Sushi é sobre três mulheres infelizes com o curso de suas vidas. Você estava infeliz no momento em que escreveu o livro? Eu não estava infeliz quando escrevi Sushi, mas tinha muito viva a consciência de que o mundo é difícil para as mulheres. É difícil para as mulheres encontrarem um homem maduro o suficiente para se comprometer com elas. Eu escrevi Sushi pelo ponto de vista das minhas amigas, irmãs. Acho que a vida é mais difícil para as mulheres do que para os homens e eu queria escrever sobre como é ser mulher neste mundo. Temos liberdade em vários quesitos, mas outros vão ser sempre confusos, difíceis e dolorosos para nós.

Você é muito sensível a questões ligadas à violência contra a mulher. Você tem alguma ligação pessoal com o tema? Já foi vítima? Não, felizmente eu nunca fui vítima. Mais uma vez, é tudo parte de como eu vejo ser mulher. Eu acho a violência doméstica uma tragédia, um crime. Se homens agridem um ao ou outro, é um crime. Mas, na Irlanda, se um homem agride sua esposa ou namorada, é uma “questão doméstica”. A polícia não interfere, é um assunto a ser tratado entre eles. Eu não sei exatamente o que me impulsionou a escrever sobre violência doméstica, mas eu queria esclarecer que homens bonitos, charmosos e queridos também podem ser agressores. Se fosse o contrário, mulheres batendo em homens seria uma abordagem completamente diferente por parte da lei.

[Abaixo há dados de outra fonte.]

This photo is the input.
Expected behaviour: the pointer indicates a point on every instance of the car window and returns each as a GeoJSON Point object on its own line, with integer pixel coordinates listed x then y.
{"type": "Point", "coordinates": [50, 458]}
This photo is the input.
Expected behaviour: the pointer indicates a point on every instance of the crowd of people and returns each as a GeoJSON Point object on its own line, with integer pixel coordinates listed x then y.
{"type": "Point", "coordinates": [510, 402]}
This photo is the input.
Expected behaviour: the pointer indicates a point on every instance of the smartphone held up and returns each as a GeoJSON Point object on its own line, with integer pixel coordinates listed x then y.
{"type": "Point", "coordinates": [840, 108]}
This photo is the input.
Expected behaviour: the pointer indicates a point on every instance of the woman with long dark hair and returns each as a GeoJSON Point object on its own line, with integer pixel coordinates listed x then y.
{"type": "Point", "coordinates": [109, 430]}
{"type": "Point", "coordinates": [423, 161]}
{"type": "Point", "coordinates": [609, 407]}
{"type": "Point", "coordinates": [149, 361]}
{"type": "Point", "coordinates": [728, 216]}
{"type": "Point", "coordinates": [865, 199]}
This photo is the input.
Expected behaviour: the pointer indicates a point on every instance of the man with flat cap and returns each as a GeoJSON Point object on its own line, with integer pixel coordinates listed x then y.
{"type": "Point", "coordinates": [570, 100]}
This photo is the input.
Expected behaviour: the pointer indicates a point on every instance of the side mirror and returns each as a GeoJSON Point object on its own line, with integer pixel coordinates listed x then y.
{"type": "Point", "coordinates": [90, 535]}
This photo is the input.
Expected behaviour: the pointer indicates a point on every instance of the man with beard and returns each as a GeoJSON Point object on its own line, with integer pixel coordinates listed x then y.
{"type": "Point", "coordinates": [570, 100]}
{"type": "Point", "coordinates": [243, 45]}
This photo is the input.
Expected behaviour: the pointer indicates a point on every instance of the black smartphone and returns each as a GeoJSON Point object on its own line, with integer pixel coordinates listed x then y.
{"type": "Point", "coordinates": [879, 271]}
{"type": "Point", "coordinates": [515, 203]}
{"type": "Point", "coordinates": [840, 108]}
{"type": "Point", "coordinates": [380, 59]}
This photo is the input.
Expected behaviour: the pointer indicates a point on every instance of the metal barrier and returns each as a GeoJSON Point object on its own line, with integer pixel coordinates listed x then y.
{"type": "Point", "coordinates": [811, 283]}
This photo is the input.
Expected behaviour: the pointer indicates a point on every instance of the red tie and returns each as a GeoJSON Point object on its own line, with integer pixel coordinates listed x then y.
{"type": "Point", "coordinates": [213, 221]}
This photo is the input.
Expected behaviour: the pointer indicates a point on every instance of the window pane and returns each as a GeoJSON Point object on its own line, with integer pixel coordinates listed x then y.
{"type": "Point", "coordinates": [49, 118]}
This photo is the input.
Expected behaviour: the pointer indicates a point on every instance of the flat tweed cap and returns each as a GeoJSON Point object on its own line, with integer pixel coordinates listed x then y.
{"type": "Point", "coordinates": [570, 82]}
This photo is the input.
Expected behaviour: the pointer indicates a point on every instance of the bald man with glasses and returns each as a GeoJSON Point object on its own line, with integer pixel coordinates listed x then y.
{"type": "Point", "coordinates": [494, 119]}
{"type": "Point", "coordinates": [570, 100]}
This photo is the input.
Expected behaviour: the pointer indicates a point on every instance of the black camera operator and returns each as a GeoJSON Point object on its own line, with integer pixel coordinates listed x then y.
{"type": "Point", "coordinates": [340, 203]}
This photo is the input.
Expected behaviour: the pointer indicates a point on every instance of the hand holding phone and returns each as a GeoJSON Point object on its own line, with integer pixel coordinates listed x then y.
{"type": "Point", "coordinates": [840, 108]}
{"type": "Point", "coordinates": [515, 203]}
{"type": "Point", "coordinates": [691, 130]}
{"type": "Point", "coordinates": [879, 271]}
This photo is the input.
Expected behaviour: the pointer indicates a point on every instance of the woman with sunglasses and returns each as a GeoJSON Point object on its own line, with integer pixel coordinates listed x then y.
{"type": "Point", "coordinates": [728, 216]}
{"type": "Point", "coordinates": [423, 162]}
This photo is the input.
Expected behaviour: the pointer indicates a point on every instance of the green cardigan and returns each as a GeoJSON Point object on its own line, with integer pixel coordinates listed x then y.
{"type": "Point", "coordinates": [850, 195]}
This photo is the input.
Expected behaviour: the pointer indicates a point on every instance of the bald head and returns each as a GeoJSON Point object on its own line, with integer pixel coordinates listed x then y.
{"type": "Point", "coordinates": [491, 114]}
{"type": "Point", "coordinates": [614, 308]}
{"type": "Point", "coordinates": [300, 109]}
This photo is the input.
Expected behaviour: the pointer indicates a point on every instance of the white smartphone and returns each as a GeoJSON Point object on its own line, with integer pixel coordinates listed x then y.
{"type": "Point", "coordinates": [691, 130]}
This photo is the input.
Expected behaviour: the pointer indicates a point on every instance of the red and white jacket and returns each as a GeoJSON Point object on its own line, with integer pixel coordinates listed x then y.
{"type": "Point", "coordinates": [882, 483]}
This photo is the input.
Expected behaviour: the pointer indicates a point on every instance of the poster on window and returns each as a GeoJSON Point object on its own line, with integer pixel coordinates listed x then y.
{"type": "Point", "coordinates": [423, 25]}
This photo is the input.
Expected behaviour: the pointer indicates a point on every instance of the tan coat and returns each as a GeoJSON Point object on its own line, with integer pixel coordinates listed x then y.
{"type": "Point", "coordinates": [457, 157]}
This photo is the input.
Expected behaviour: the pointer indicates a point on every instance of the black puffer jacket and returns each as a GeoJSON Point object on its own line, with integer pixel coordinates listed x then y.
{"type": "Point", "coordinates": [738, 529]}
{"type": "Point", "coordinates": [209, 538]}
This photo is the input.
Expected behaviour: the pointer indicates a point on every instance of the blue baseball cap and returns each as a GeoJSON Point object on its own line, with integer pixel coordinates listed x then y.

Você é a favor do aborto? Eu sou a favor da escolha. Na Irlanda, temos muita atividade a favor da legalização do aborto, proibido até em caso de estupro ou má-formação do feto. O aborto, em si, é um assunto que envolve muita dor, é uma escolha que ninguém quer fazer, mas que devemos confiar às mulheres. Não é uma decisão que qualquer uma ficaria feliz de tomar. Mas a vida acontece, os métodos de contracepção falham, coisas dão errado e muitas vezes só não é possível trazer uma criança ao mundo. Nesses casos, as mulheres são as únicas capazes de julgar o que acontece com seus corpos. Essa é minha posição. Se a pessoa não é a favor do aborto, ela não precisa fazer um.